A relação entre alma, espírito e coração

O coração é o centro da vida, do desejo, da vontade e do juízo (SI 14.1). O pensamento, a vontade e a decisão são
atributos da mente humana, mas é no coração que os pensamentos encontram significado. Uma pessoa que age somente
baseada na razão é considerada “sem coração”. É do coração que procedem as saídas da vida (Mt 15.18-20 e Pv 4.23). Sendo o
homem mente, vontade e emoções, o coração é também o centro da vida emocional. No coração se encontram as correntes da
vida espiritual e da alma. O coração sente dor, angústia (SI 109.22), alegria e gozo (Is 65.14 e SI 45.1).
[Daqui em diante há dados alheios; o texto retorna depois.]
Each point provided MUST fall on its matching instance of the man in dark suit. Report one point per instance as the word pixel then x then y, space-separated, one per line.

O coração é também o centro da vida moral. É o lugar onde foi originalmente escrita a lei de Deus (Rm 2.15) e onde esta
lei é renovada pelo Espírito Santo. Com o coração o homem crê (Rm 10.10) ou descrê (Hb 3.12). É a morada de Cristo (Ef 3.17 e
Cl 3.15-16) e do Espírito Santo (2 Co 1.22). O coração é o receptáculo do amor de Deus (Rm 5.5) e é uma grande profundidade
misteriosa que somente Deus pode sondar (Jr 17.9).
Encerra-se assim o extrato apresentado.